What are we doing? We read the lines and for each letter, after which there is a number we do the conversion word[0] * int(word[1:]) . That is, duplicate the letter a specified number of times.

The code is:

 import re def readfile(filename): result = [] with open (filename, "r") as file: lines = file.readlines() for line in lines: line = re.findall(r'\w\d*', line) result.append(line) return result def decrypt(lines): result = [] for line in lines: for word in line: source_line = word[0] * int(word[1:]) result.append(source_line) return result def encrypt(lines): pass def writefile(filename, lines): with open (filename, "w") as file: for line in lines: file.write(line) lines = readfile("input.txt") decrypted_lines = decrypt(lines) writefile("output.txt", decrypted_lines)

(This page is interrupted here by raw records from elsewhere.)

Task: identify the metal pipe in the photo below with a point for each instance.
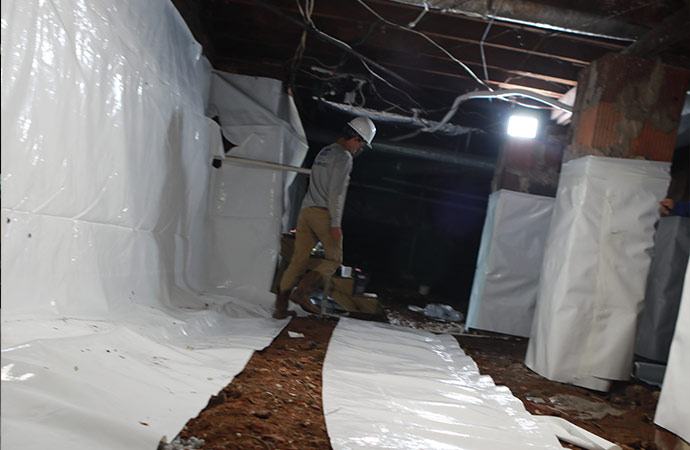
(384, 116)
(265, 164)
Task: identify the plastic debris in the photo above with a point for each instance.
(445, 313)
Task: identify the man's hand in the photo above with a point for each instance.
(666, 206)
(336, 233)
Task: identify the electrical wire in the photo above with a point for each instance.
(481, 42)
(453, 58)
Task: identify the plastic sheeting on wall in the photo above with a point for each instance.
(249, 204)
(664, 288)
(106, 155)
(394, 387)
(509, 262)
(673, 409)
(595, 268)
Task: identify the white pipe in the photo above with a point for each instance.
(268, 165)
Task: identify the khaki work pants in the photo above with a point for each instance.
(313, 225)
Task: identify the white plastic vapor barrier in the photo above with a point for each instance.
(509, 262)
(106, 168)
(595, 267)
(250, 204)
(673, 409)
(394, 387)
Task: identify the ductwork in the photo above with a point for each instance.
(417, 151)
(538, 15)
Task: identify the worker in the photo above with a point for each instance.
(320, 217)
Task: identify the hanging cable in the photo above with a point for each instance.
(453, 58)
(486, 33)
(422, 14)
(334, 41)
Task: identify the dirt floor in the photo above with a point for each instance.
(275, 403)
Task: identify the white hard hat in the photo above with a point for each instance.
(364, 127)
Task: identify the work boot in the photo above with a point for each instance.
(302, 294)
(281, 311)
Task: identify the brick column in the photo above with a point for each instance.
(627, 107)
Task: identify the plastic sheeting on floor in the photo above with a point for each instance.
(509, 262)
(664, 288)
(673, 409)
(106, 167)
(595, 269)
(391, 387)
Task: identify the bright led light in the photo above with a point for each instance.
(523, 126)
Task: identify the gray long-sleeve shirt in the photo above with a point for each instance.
(330, 175)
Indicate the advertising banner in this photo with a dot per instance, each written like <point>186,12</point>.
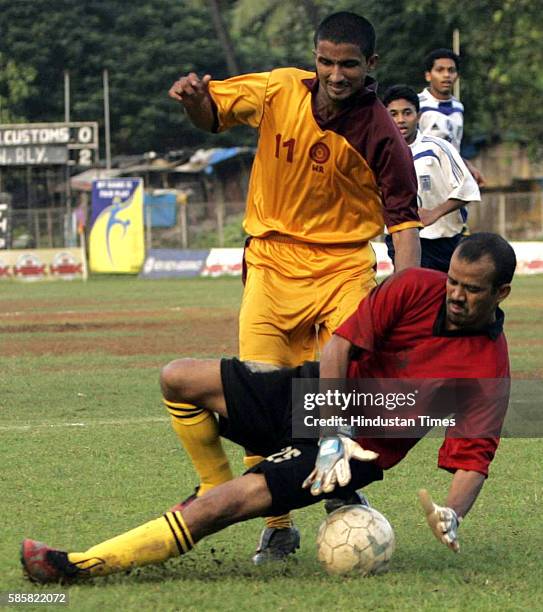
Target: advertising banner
<point>173,263</point>
<point>43,264</point>
<point>116,240</point>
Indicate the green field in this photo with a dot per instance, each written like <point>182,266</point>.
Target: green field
<point>87,452</point>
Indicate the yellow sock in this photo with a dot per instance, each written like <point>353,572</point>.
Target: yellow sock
<point>153,542</point>
<point>198,430</point>
<point>279,522</point>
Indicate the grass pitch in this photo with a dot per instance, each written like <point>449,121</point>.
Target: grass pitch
<point>87,452</point>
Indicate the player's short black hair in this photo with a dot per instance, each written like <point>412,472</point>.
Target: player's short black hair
<point>440,54</point>
<point>472,248</point>
<point>346,27</point>
<point>401,92</point>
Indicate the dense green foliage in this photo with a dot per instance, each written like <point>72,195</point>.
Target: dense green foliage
<point>146,44</point>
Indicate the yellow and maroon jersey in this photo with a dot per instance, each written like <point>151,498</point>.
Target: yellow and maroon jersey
<point>322,181</point>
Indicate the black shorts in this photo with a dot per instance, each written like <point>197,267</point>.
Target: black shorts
<point>259,406</point>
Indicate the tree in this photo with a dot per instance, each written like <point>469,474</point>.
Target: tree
<point>16,86</point>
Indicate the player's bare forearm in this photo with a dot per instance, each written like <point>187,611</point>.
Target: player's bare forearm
<point>407,249</point>
<point>464,490</point>
<point>193,93</point>
<point>334,358</point>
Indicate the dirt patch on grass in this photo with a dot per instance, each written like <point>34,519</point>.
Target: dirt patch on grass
<point>184,334</point>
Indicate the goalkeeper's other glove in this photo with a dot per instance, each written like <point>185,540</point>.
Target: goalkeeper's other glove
<point>443,521</point>
<point>332,464</point>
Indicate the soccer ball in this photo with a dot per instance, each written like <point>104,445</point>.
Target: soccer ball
<point>355,538</point>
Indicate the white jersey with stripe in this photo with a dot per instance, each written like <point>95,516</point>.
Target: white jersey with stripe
<point>441,118</point>
<point>441,175</point>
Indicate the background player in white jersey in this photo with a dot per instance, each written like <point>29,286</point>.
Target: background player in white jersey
<point>445,184</point>
<point>441,114</point>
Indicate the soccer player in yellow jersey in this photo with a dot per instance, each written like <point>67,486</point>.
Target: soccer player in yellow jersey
<point>330,171</point>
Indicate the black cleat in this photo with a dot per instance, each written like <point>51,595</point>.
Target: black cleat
<point>44,565</point>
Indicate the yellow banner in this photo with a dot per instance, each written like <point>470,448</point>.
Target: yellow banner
<point>116,239</point>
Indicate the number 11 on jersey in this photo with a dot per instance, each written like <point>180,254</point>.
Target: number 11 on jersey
<point>289,144</point>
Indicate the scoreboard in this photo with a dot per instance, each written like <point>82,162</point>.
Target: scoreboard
<point>38,144</point>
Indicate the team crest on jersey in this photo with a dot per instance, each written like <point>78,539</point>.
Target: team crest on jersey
<point>319,153</point>
<point>425,183</point>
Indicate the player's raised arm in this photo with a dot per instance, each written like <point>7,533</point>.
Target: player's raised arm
<point>407,248</point>
<point>193,93</point>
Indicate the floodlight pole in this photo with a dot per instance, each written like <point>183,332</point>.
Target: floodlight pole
<point>68,187</point>
<point>105,76</point>
<point>456,49</point>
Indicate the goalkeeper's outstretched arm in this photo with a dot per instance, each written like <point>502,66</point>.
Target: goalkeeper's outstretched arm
<point>445,520</point>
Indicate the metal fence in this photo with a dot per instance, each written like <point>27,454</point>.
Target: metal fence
<point>517,216</point>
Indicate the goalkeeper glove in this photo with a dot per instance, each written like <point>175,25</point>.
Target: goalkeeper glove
<point>443,521</point>
<point>332,464</point>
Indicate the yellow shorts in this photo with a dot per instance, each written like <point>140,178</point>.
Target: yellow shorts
<point>293,290</point>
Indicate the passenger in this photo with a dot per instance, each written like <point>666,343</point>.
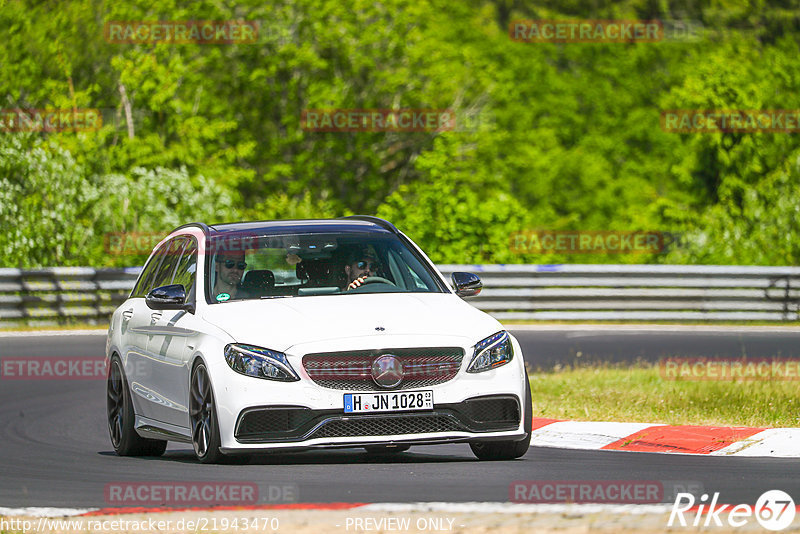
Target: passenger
<point>230,266</point>
<point>360,266</point>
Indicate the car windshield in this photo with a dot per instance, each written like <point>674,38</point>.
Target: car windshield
<point>244,267</point>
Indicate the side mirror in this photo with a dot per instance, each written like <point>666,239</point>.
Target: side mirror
<point>467,284</point>
<point>171,297</point>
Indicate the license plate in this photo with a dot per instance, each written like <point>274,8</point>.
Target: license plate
<point>388,402</point>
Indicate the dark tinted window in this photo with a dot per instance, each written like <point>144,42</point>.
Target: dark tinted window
<point>167,269</point>
<point>148,272</point>
<point>314,263</point>
<point>187,267</point>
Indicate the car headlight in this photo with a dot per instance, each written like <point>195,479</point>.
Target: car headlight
<point>259,362</point>
<point>492,352</point>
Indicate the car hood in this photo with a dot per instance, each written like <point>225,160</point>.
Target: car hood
<point>281,323</point>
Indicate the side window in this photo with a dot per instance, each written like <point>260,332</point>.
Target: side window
<point>148,272</point>
<point>167,269</point>
<point>187,267</point>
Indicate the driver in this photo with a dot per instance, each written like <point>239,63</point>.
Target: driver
<point>360,266</point>
<point>230,266</point>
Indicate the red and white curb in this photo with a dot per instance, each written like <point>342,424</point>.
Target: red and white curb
<point>682,439</point>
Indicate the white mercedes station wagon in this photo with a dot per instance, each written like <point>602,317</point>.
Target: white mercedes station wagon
<point>273,336</point>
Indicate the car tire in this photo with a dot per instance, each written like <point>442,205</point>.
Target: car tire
<point>386,449</point>
<point>120,417</point>
<point>203,417</point>
<point>508,450</point>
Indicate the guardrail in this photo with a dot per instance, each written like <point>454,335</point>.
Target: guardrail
<point>60,295</point>
<point>636,292</point>
<point>511,292</point>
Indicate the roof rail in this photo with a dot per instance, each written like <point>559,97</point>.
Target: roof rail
<point>202,226</point>
<point>375,220</point>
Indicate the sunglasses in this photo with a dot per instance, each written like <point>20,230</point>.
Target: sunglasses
<point>241,265</point>
<point>373,265</point>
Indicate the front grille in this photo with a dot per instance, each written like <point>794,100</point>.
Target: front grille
<point>352,370</point>
<point>387,426</point>
<point>492,411</point>
<point>275,421</point>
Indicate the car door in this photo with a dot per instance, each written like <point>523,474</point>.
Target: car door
<point>134,329</point>
<point>171,345</point>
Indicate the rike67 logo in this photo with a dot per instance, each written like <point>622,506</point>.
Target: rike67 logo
<point>774,510</point>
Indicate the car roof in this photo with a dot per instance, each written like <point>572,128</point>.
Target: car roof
<point>342,225</point>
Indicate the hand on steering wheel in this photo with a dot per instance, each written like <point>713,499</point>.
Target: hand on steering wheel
<point>362,280</point>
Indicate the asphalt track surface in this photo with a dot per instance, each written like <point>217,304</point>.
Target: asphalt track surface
<point>55,451</point>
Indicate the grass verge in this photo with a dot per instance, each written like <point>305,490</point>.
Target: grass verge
<point>637,393</point>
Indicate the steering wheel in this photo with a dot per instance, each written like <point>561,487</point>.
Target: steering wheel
<point>377,280</point>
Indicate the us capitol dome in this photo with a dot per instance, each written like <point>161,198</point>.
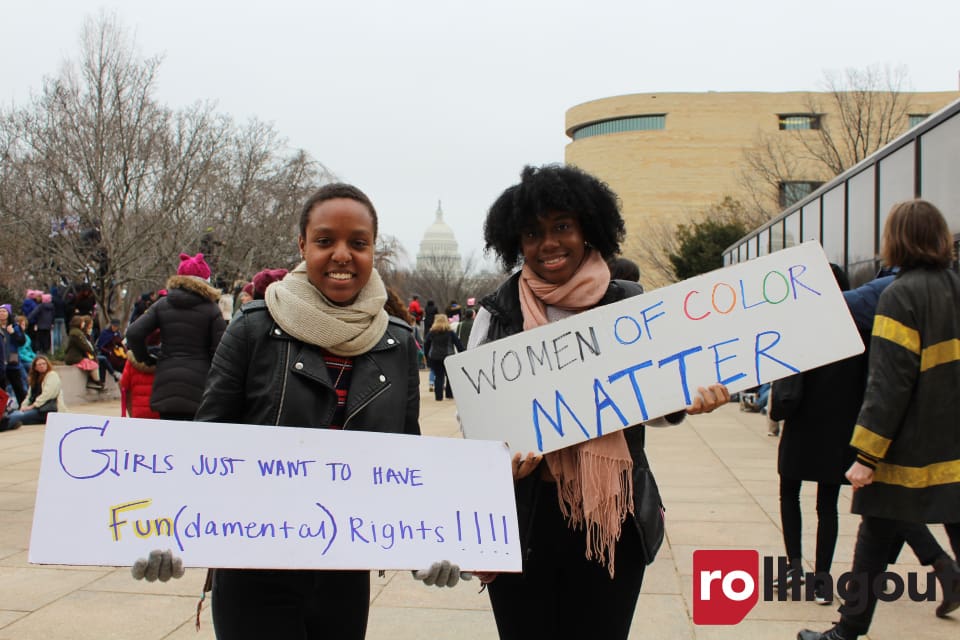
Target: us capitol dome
<point>438,249</point>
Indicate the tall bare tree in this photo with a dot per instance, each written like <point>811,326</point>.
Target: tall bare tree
<point>860,110</point>
<point>662,239</point>
<point>101,184</point>
<point>95,167</point>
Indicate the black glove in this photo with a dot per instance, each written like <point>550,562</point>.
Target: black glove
<point>161,565</point>
<point>442,574</point>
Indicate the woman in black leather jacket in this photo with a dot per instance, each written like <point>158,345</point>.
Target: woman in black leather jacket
<point>585,545</point>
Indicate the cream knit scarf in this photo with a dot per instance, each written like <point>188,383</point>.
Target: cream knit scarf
<point>305,313</point>
<point>594,478</point>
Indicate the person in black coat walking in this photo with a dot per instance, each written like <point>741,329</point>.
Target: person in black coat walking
<point>191,326</point>
<point>439,344</point>
<point>819,408</point>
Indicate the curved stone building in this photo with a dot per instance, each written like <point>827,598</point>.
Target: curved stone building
<point>671,155</point>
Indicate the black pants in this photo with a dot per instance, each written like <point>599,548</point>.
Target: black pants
<point>252,604</point>
<point>43,341</point>
<point>560,593</point>
<point>827,522</point>
<point>876,538</point>
<point>440,381</point>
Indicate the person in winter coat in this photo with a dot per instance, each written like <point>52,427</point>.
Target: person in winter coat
<point>319,352</point>
<point>191,326</point>
<point>13,338</point>
<point>81,353</point>
<point>42,318</point>
<point>907,435</point>
<point>136,387</point>
<point>45,396</point>
<point>440,342</point>
<point>583,551</point>
<point>814,447</point>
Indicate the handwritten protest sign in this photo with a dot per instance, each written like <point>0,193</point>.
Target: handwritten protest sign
<point>226,495</point>
<point>622,364</point>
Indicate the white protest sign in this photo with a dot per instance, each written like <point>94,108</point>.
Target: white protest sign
<point>622,364</point>
<point>228,495</point>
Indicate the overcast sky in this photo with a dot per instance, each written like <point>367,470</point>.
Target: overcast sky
<point>427,100</point>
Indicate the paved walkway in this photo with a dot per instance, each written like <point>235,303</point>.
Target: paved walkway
<point>717,474</point>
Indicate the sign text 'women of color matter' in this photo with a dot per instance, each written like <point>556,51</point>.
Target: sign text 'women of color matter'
<point>227,495</point>
<point>622,364</point>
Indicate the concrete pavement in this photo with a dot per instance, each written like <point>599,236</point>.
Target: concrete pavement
<point>717,474</point>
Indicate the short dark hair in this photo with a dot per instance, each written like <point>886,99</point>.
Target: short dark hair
<point>624,269</point>
<point>554,188</point>
<point>330,192</point>
<point>916,235</point>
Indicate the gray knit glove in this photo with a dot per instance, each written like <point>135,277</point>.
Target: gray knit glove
<point>442,574</point>
<point>161,565</point>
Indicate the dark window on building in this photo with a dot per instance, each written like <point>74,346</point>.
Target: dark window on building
<point>795,190</point>
<point>799,121</point>
<point>622,125</point>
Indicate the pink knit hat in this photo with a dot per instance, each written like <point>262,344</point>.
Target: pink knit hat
<point>195,266</point>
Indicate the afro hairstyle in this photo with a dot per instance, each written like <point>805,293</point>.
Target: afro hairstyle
<point>547,189</point>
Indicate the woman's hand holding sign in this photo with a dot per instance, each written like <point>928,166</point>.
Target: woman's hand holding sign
<point>709,398</point>
<point>522,467</point>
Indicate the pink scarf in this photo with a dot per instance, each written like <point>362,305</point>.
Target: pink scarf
<point>594,478</point>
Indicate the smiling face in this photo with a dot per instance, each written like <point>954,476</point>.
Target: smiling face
<point>554,246</point>
<point>338,246</point>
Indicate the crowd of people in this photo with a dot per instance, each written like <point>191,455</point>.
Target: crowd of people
<point>590,515</point>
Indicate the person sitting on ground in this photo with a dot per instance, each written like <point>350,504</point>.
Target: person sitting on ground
<point>624,269</point>
<point>45,396</point>
<point>191,326</point>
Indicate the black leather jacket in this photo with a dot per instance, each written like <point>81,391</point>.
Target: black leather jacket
<point>507,319</point>
<point>262,375</point>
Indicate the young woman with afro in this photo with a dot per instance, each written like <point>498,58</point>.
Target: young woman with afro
<point>584,556</point>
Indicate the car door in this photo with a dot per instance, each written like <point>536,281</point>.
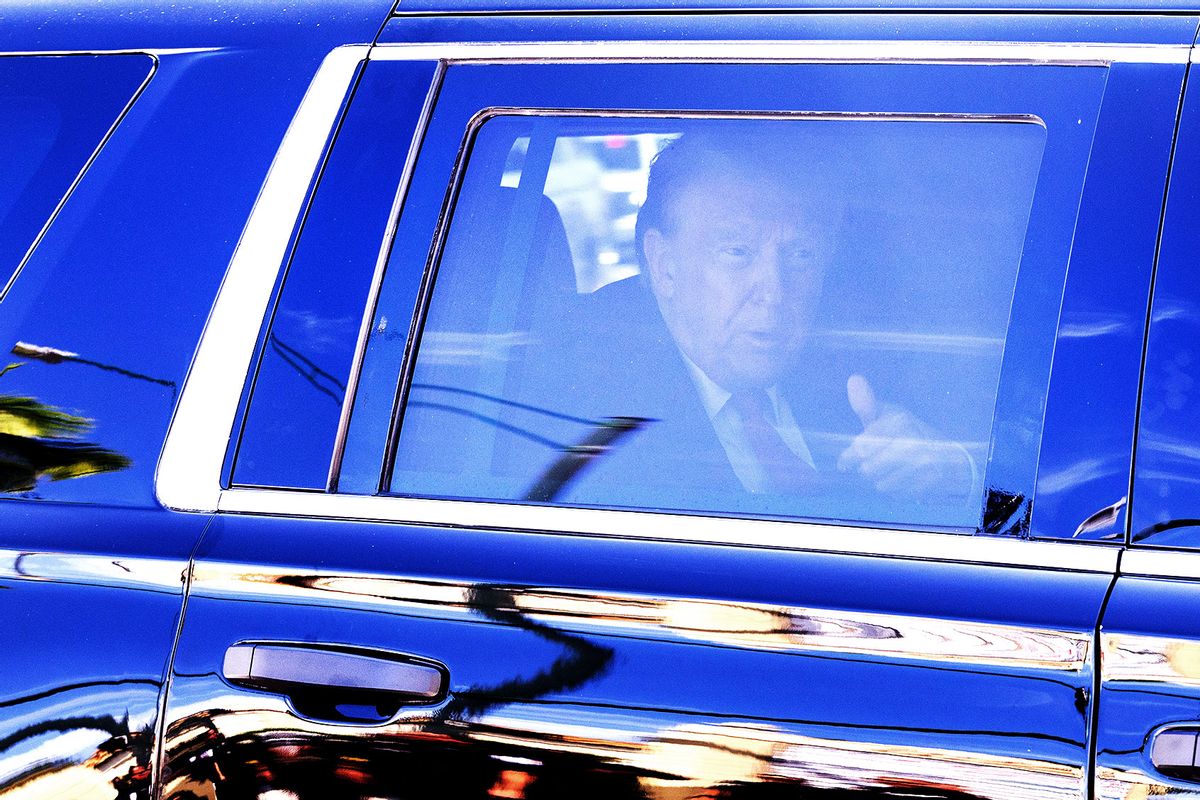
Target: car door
<point>480,582</point>
<point>1147,714</point>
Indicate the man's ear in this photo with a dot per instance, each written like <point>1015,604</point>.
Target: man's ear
<point>658,264</point>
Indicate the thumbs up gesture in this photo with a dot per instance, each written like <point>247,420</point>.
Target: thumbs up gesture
<point>900,455</point>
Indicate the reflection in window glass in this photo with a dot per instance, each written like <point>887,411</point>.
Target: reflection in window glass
<point>789,317</point>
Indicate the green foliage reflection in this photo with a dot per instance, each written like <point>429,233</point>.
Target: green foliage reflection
<point>42,441</point>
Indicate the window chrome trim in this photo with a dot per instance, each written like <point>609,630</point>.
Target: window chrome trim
<point>847,52</point>
<point>1153,563</point>
<point>406,178</point>
<point>675,527</point>
<point>189,475</point>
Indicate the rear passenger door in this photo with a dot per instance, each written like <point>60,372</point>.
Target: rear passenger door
<point>1149,697</point>
<point>528,558</point>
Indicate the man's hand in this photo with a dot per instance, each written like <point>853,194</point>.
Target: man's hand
<point>900,455</point>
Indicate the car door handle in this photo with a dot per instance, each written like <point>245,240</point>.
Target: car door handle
<point>1174,752</point>
<point>291,667</point>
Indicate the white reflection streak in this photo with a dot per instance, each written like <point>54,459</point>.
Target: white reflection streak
<point>462,348</point>
<point>1051,482</point>
<point>901,341</point>
<point>1080,330</point>
<point>1151,660</point>
<point>73,746</point>
<point>1171,446</point>
<point>743,625</point>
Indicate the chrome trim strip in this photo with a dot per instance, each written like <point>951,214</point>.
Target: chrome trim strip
<point>135,572</point>
<point>406,176</point>
<point>687,620</point>
<point>673,527</point>
<point>1161,564</point>
<point>933,52</point>
<point>83,170</point>
<point>141,50</point>
<point>190,468</point>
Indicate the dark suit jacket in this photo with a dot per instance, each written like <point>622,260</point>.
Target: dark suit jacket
<point>624,362</point>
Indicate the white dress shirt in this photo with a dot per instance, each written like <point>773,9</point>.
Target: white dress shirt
<point>730,431</point>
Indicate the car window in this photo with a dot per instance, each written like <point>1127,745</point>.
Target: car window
<point>305,360</point>
<point>54,112</point>
<point>785,317</point>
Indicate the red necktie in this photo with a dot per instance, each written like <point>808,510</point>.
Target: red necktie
<point>784,469</point>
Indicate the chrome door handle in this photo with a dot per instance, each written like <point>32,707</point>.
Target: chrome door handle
<point>1174,752</point>
<point>280,666</point>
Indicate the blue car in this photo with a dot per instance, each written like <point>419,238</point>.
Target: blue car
<point>501,398</point>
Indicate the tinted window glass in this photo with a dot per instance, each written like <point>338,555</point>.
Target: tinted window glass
<point>54,110</point>
<point>793,318</point>
<point>305,361</point>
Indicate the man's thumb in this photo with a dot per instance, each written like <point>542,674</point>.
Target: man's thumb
<point>862,400</point>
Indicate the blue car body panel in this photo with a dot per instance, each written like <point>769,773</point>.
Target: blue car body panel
<point>571,663</point>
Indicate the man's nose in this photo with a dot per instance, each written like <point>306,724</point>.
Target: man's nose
<point>768,276</point>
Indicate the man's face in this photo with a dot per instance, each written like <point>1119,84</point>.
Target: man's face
<point>737,274</point>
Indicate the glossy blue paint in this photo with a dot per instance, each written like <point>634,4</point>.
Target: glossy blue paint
<point>1155,683</point>
<point>593,6</point>
<point>684,24</point>
<point>1067,98</point>
<point>305,365</point>
<point>90,600</point>
<point>1165,491</point>
<point>569,660</point>
<point>127,272</point>
<point>1086,447</point>
<point>49,134</point>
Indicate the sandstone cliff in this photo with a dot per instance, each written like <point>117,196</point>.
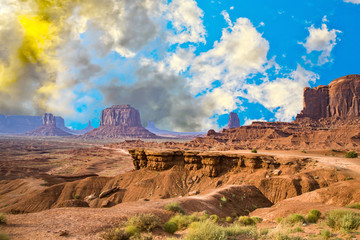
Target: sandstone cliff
<point>339,100</point>
<point>48,128</point>
<point>120,121</point>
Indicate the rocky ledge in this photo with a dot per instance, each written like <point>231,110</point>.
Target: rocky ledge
<point>211,164</point>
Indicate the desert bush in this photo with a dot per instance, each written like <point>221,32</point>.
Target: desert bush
<point>2,219</point>
<point>115,234</point>
<point>351,154</point>
<point>228,219</point>
<point>214,218</point>
<point>206,230</point>
<point>311,218</point>
<point>293,219</point>
<point>174,207</point>
<point>325,234</point>
<point>132,230</point>
<point>246,221</point>
<point>183,221</point>
<point>238,230</point>
<point>4,236</point>
<point>343,220</point>
<point>170,227</point>
<point>144,222</point>
<point>354,205</point>
<point>279,220</point>
<point>257,219</point>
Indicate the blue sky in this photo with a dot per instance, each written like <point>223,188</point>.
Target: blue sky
<point>186,64</point>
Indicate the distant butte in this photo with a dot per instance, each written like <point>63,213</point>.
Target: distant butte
<point>48,128</point>
<point>120,121</point>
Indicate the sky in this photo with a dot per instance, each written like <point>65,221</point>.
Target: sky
<point>184,64</point>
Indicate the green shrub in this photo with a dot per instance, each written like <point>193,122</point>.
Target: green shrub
<point>2,219</point>
<point>132,230</point>
<point>170,227</point>
<point>228,219</point>
<point>246,221</point>
<point>343,220</point>
<point>315,212</point>
<point>354,205</point>
<point>214,218</point>
<point>293,219</point>
<point>325,234</point>
<point>311,218</point>
<point>115,234</point>
<point>4,236</point>
<point>144,222</point>
<point>237,230</point>
<point>206,230</point>
<point>174,207</point>
<point>183,221</point>
<point>257,219</point>
<point>351,154</point>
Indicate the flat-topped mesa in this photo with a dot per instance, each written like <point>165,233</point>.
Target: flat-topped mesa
<point>48,120</point>
<point>340,100</point>
<point>210,164</point>
<point>120,121</point>
<point>120,115</point>
<point>234,121</point>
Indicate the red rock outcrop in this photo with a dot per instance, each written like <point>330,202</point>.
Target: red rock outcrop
<point>120,121</point>
<point>340,99</point>
<point>48,128</point>
<point>234,121</point>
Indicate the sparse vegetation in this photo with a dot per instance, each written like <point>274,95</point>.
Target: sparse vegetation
<point>4,236</point>
<point>170,227</point>
<point>144,222</point>
<point>354,205</point>
<point>132,230</point>
<point>293,219</point>
<point>206,230</point>
<point>325,234</point>
<point>343,220</point>
<point>174,207</point>
<point>246,221</point>
<point>351,154</point>
<point>214,218</point>
<point>183,221</point>
<point>257,219</point>
<point>115,234</point>
<point>2,219</point>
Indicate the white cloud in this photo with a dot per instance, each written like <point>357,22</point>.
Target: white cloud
<point>321,40</point>
<point>284,95</point>
<point>241,51</point>
<point>186,18</point>
<point>353,1</point>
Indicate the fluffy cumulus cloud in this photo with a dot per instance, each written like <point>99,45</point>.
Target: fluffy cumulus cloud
<point>321,40</point>
<point>282,95</point>
<point>186,19</point>
<point>353,1</point>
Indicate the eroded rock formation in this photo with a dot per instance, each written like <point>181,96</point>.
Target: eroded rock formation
<point>48,128</point>
<point>120,121</point>
<point>234,121</point>
<point>340,99</point>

The code works on the input data

 a2b4c3f5 c2b1m5v6

It turns out:

 aabbbbcccfffffccbmmmmmvvvvvv

The question is: how to implement the encryption algorithm, that is, the search for repeated letters in a row. And with this implement it as efficiently as possible?

That is, how to most effectively from, for example, such a line:

 aabbbbccceeeeeff

Get this:

 a2b4c3e5f2
  • one
    Do not call this approach "cryptography". - m9_psy
  • one
    Possible duplicate question: How to remove consecutive duplicates from the list? - m9_psy
  • 3
    @Kit Scribe I think m9_psy is right, because it is unlikely to be a symmetric encryption, since no key is required for encryption / decryption. - MihailPw
  • one
    Well now let's call any compression encryption: | - andreymal
  • one
    @KitScribe k will pick up very quickly, in most cases, generally from the first time - andreymal

4 answers 4

It is possible in 1 line like this:

 from itertools import groupby input_str = "aaaaccvvvvvvvbdp" groupped_str = groupby(input_str) result = "".join("".join((elem, str(len(list(grouper))))) for elem, grouper in groupped_str) print(result) >>> a4c2v7b1d1p1

It can be a little clearer:

 result = [] for elem, grouper in groupped_str: result.append("".join((elem, str(len(list(grouper)))))) print(result)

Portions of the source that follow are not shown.